As cells mature, they become less and less “expandable”. Therefore, MSCs derived from primary tissue sources such as bone marrow have a limited expansion capacity, meaning that manufacturers constantly need to be identifying and screening new cell donors. This is an expensive and time-consuming process. Cynata manufactures its MCAs – and in turn MSCs – using induced pluripotent cells (iPSCs) as a starting material. Pluripotent cells are immortal – effectively, meaning that they have infinite expansion capacity. Consequently, Cynata expects to be able to source all of the cells it will ever need from a single donor. Furthermore, it means that Cynata does not need to excessively expand MSCs in culture in order to produce large numbers of doses. This is important, as excessive culture expansion has been shown to result in changes in the functionality of MSCs.

Cost effective

Because Cynata is developing its products from a pluripotent cell source, it is able to eliminate the need to repeatedly source, screen and qualify new donors. This will substantially reduce the costs and complexity of manufacturing. In addition, Cynata expects to have far fewer batch-to-batch variability issues, since all of its cellular material will be sourced from a single donor.
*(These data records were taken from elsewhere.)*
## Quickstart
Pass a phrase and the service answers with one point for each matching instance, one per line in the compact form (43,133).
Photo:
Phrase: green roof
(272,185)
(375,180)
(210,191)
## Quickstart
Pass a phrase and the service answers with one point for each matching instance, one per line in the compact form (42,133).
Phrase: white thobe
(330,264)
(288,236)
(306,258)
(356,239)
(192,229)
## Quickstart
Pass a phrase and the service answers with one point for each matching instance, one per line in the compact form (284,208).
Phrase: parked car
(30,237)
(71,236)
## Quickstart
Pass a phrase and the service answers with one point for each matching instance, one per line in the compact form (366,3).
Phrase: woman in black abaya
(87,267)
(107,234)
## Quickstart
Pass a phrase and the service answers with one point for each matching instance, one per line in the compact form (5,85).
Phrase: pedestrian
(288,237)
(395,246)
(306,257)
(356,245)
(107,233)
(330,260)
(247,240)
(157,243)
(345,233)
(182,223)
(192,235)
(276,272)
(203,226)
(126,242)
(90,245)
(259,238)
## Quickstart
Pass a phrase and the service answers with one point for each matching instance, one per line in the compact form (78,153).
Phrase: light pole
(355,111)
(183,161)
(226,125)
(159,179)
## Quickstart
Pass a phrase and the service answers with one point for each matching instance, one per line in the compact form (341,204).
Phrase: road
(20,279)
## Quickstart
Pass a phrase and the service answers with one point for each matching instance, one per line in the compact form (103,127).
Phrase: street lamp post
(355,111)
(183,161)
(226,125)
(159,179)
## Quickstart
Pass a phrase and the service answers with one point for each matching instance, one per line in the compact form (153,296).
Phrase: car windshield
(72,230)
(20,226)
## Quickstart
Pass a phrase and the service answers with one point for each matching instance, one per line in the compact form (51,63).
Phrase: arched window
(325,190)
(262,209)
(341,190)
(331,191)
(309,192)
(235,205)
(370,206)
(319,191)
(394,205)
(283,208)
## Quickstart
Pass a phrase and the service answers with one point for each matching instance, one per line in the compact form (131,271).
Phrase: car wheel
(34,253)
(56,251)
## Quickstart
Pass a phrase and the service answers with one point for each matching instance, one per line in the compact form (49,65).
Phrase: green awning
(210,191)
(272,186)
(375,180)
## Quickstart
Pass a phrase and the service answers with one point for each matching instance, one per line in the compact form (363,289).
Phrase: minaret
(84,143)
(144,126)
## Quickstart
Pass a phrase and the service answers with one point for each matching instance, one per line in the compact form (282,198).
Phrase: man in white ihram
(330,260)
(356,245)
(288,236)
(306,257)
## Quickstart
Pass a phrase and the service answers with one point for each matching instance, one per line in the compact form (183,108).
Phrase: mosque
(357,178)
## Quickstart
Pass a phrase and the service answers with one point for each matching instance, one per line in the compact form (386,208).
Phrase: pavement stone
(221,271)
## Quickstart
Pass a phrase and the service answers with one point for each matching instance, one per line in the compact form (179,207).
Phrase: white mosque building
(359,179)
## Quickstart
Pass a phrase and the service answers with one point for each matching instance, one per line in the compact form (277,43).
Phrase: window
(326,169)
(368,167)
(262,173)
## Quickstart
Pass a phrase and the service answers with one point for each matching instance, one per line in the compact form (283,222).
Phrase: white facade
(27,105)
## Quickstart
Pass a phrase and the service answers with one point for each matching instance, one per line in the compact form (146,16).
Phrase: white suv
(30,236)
Consistency and Clinical predictability

It is well-established in the scientific literature that batches of MSCs produced from different donors have substantially different properties, which is likely to result in unpredictable and inconsistent clinical efficacy. Conversely, the Cymerus process achieves batch-to-batch consistency, which is expected to increase the predictability of clinical outcomes.


MSCs are immunoprivileged, meaning that they can generally be infused or injected into recipients without provoking a dramatic immune response. However, antibodies to injected cells have been detected in some clinical trials. One reason for this may be the presence of non-immunoprivileged contaminating cells, left over from the process of extracting and purifying cells from donor tissue, which contains a wide variety of different cell types. Cynata’s cells are manufactured from iPSCs, rather than being purified from primary tissue sources such as bone marrow and adipose tissue. Consequently, the level of purity of Cynata’s cell products is high, which translates into a lower likelihood of stimulating an immune response in the recipient.